IBM Research has introduced VAKRA, a benchmark that serves more as a durability test for AI agents than a mere playground. Rather than evaluating isolated skills, VAKRA forces agents to solve real-world, multi-step tasks within environments that simulate complex corporate settings. The framework assesses their capacity for compositional reasoning while interacting with over 8,000 APIs and databases across 62 domains. In short, it is a test of an agent's ability to stitch together 3 to 7 logical steps, utilizing structured API calls, extracting data from documents, and strictly adhering to tool-usage protocols.
The creators of VAKRA didn't reinvent the wheel; they simply raised the stakes. For instance, one test category requires linking APIs using business intelligence tools across 2,077 test scenarios. In each scenario, an agent must execute between one and twelve calls using advanced toolsets like SLOT-BIRD and SEL-BIRD. To ensure maximum realism, the benchmark provides a live working environment with local APIs and genuine databases—a significant step up from previous simulation attempts.

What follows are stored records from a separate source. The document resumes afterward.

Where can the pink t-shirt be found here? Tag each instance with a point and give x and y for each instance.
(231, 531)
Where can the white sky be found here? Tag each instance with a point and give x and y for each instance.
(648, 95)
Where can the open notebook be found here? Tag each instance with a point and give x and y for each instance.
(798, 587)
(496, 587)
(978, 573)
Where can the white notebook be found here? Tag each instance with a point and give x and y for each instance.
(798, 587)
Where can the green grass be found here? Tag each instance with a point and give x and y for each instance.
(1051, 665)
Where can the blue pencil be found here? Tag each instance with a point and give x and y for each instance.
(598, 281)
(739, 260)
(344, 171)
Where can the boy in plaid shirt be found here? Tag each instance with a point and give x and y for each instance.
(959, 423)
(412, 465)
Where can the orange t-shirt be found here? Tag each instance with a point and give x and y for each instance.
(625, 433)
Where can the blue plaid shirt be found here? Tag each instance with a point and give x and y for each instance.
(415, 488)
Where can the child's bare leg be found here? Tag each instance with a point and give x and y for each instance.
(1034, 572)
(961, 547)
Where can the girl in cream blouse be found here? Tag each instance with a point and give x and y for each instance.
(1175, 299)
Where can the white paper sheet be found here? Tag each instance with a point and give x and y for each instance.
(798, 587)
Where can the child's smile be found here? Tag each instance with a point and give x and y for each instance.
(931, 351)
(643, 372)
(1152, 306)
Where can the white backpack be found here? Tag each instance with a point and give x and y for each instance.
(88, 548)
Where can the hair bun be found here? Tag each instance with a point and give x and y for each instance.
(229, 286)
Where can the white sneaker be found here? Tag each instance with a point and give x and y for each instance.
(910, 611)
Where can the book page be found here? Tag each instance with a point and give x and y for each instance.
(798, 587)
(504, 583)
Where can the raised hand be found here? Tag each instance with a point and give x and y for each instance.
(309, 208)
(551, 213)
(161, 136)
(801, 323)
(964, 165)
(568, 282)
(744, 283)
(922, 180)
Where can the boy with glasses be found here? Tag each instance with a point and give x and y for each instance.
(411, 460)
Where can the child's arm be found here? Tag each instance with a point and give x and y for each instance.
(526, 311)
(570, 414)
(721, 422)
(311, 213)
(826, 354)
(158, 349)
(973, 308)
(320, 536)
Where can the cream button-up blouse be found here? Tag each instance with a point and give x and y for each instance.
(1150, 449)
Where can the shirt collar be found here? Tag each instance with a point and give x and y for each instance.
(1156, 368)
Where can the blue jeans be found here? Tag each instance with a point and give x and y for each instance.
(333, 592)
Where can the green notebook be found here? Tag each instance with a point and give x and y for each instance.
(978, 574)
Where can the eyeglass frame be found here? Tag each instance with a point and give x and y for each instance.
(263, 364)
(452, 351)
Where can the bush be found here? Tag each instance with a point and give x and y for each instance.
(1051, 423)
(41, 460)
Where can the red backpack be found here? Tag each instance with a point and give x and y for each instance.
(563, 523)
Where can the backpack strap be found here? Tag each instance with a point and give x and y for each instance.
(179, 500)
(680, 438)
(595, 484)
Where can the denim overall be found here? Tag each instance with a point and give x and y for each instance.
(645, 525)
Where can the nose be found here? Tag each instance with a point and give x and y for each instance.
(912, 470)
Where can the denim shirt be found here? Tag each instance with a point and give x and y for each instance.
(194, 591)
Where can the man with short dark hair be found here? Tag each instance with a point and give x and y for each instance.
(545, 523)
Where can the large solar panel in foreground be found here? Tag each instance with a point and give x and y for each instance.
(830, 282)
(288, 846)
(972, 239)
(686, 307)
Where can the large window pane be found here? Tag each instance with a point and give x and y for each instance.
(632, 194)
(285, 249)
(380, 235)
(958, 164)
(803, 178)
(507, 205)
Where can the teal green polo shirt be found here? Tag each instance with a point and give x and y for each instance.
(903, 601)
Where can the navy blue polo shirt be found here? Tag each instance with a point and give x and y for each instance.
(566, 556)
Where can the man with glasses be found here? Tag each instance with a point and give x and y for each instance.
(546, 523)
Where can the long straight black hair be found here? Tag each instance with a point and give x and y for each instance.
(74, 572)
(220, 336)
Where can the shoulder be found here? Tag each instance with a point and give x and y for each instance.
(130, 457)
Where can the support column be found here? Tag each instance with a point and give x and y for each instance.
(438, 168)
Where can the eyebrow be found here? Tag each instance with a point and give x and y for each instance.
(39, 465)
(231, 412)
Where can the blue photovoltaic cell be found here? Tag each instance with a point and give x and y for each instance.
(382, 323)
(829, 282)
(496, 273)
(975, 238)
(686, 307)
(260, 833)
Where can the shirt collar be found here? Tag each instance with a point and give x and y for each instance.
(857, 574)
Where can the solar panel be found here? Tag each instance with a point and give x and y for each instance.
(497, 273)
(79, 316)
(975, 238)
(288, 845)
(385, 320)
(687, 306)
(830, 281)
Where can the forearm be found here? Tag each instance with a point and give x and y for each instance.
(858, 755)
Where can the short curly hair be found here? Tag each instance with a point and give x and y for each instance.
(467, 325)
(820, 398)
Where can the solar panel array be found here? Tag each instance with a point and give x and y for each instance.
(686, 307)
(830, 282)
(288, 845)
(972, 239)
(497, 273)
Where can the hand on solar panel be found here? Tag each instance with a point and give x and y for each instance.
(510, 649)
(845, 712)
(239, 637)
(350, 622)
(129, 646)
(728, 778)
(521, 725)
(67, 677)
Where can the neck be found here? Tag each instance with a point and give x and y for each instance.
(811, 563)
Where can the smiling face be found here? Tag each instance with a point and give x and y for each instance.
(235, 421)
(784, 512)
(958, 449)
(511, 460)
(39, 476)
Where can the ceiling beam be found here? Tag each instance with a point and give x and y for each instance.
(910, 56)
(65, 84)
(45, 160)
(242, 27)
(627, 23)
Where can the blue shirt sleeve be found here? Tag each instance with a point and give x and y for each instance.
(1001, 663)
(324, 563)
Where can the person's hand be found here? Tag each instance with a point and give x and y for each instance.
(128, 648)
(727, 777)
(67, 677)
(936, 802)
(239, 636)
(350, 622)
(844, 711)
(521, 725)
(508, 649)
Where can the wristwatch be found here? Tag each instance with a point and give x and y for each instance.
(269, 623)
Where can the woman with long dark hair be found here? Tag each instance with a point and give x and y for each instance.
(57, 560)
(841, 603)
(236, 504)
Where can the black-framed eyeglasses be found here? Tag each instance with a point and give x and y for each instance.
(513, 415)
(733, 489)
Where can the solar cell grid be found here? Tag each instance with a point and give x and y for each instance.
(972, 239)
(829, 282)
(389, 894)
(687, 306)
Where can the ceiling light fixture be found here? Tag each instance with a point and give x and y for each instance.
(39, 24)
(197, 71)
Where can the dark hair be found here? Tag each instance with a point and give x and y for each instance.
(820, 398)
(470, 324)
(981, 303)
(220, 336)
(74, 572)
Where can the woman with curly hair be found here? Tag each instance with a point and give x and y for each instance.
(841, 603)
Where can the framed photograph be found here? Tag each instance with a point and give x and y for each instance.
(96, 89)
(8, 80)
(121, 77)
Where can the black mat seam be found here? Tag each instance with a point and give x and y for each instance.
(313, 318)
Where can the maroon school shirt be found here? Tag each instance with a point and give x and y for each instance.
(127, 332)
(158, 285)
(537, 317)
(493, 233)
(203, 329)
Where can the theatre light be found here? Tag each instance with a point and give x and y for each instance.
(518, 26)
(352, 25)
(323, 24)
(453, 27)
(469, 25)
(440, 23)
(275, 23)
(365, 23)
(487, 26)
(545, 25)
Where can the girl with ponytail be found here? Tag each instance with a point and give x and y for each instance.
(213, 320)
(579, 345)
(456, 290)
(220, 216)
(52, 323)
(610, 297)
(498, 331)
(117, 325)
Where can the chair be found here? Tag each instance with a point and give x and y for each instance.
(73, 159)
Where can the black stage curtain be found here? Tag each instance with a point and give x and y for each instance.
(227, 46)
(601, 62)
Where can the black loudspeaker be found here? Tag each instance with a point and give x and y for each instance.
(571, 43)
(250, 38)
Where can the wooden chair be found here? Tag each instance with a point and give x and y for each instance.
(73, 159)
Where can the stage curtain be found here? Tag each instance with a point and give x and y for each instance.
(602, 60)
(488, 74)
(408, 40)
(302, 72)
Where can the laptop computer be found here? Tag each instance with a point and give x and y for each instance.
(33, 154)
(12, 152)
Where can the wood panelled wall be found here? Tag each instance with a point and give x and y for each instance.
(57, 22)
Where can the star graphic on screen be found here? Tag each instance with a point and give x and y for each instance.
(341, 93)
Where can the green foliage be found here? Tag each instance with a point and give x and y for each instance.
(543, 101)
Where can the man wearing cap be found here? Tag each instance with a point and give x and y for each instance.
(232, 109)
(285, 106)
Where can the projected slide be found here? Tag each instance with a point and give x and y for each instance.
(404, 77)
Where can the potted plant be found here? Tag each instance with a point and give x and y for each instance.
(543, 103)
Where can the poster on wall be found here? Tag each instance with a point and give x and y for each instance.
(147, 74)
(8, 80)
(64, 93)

The initial VAKRA results are, to put it mildly, discouraging. AI agents that previously excelled in isolated task benchmarks began to stumble when faced with these multi-step scenarios. The benchmark clearly illustrates exactly where they fail: in compositional reasoning and the ability to effectively manage tools within complex chains.
What this means for business:
VAKRA demonstrates that today’s AI agents are not yet the "universal soldiers" the corporate world is waiting for. To handle complex enterprise tasks, these models require substantial improvements in reasoning and tool integration. IBM researchers noted that model performance on VAKRA remains low, specifically due to difficulties in navigating complex sequences. This suggests that the direct deployment of AI agents into sophisticated operational processes—those requiring reliable execution of multi-stage workflows—is premature. Real-world application in these scenarios will likely require significant investment in refining logical capabilities and integration skills, potentially pushing back the timeline for widespread corporate adoption indefinitely.